General and administrative expenses decreased approximately $564,000 for the three months ended September 30, 2009 compared to the three months ended September 30, 2008. Lower revenues in 2009 caused an increase in general and administrative costs of approximately $973,000 due to applied labor and overhead not being allocated to government contracts. Professional services costs increased by approximately $18,000. Offsetting these increases are reductions in salaries, benefits, and temporary help of approximately $713,000 and non-cash employee compensation costs of approximately $424,000 due to the previously reported restructuring and reductions in force. Additional reductions included recruiting and travel related costs of approximately $191,000 operational expenses of approximately $166,000, and depreciation and amortization costs of approximately $60,000.

Revenue decreased approximately $5.5 million for the nine months ended September 30, 2009 compared to the nine months ended September 30, 2008, which was attributable to a decrease in revenue from the Counter-IED product line of approximately $4.1 million, from the LGE product line of approximately $1.2 million, and from a reduction in revenue on the High Voltage product line of approximately $334,000. The decreases in revenues from these three product lines were offset by an increase in our new Laser product line revenue of $116,000.
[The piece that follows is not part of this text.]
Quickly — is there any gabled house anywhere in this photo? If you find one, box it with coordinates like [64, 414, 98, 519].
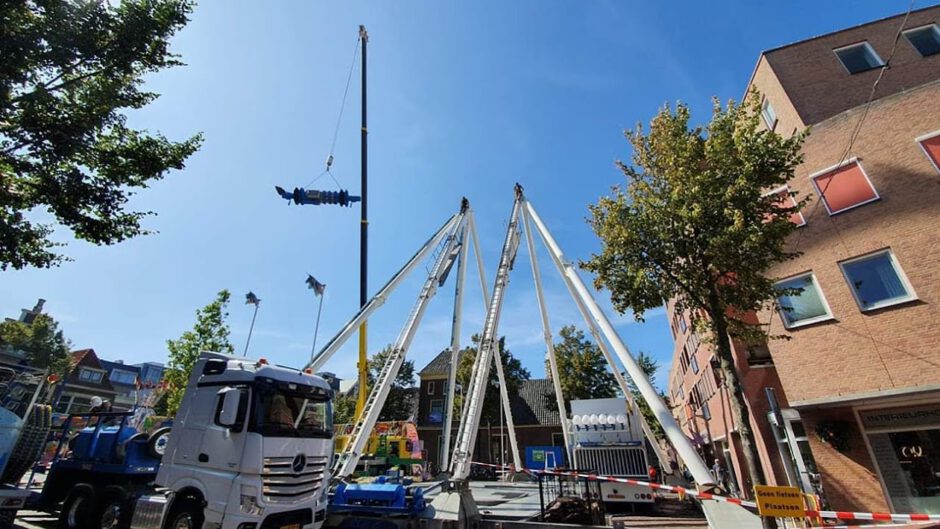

General and administrative expenses increased by approximately $951,000 for the nine months ended September 30, 2009 compared to the nine months ended September 30, 2008. Lower revenues in 2009 caused an increase in general and administrative costs of approximately $2.414 million due to applied labor and overhead not being allocated to government contracts. Professional services increased approximately $129,000 and disposals of equipment and leasehold improvements increased approximately $92,000 in 2009. Offsetting these increases are reductions in non-cash compensation costs of approximately $1.645 million, salaries, benefits, and temporary help of approximately $1.131 million due to the previously reported restructuring and reductions in our workforce, recruiting and travel related costs of approximately $402,000, operational expenses of approximately $261,000, and depreciation and amortization costs of $151,000.

At September 30, 2009, we had approximately $11.8 million of cash and cash equivalents. Our cash position decreased during the first nine months of 2009 by approximately $3.7 million. During the first nine months of 2009, we used $3.5 million of cash in operating activities, which is comprised of our net loss of $7.8 million, plus adjustments in non-cash share-based compensation expense of $1.3 million, depreciation and amortization of $499,000, loss on equipment disposal of $107,000, and the litigation settlement payable in common shares of $1.2 million. Changes in assets and liabilities that provided cash include decreases in accounts receivable of $1.4 million, prepaid expenses and deposits of $386,000, long-term receivables of $253,000, accrued expenses of $68,000, and billings in excess of costs of $20,000. Changes in assets and liabilities that used cash were a decrease in accounts payable of $558,000, and increases in other receivables of $245,000 and inventory of $219,000.